With the global EV market projected to comprise more than 50% of car sales by 2030, the demand for high-performance EV batteries, particularly for premium EV applications, is experiencing a steep rise. With MIX, Chemix can rapidly discover and optimize critical material formulations and battery configurations for different EV verticals. MIX has autonomously screened and developed—without any human intervention and in as little as two months—highly performant electrolyte materials that enable commercial-format Co- and Ni-free Li-ion batteries to achieve 1,500 continuous cycles at high temperatures or to be fast-charged for more than 2,000 cycles, versus conventional electrolyte materials that can last only one-fifth as long. The company has also developed a suite of next-gen Co- and Ni-free batteries that present a 20% higher energy density than mainstream LFP chemistry cells, are equally safe, and can last for more than 1500 cycles under heavy-duty testing conditions. This chemistry in large pouch-format cells has been third-party validated by established EV OEMs. Meanwhile, the evaluation of high-volume, high-capacity prismatic-format cells is underway.

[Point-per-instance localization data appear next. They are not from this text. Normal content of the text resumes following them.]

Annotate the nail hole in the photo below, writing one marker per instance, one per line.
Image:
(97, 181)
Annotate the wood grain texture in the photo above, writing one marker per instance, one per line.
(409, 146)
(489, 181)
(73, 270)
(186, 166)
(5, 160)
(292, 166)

Chemix’s innovation has resulted in strongly growing market adoption. Earlier this year, the Company signed a commercial agreement to supply 2-GWh worth of batteries to a cutting-edge EV manufacturer for its premium off-road SUV and pack product lines. To continue driving its market traction, Chemix will leverage its new financing round to scale global operations to meet the growing demand and expand its market penetration to specialized EV segments such as e-motorcycles, utility e-motorbikes, and commercial EVs.

“When it comes to choosing the best EV battery chemistry and format, there’s unfortunately no one-size-fits-all approach,” said Jeff Peters of Ibex Investors, who has been investing in automotive startups for nearly a decade. “Chemix’s unique GenAI-powered platform approach to designing and optimizing bespoke batteries for each EV vertical is precisely what automakers need to produce highly differentiated, cost-competitive vehicles. And, they are delivering today.”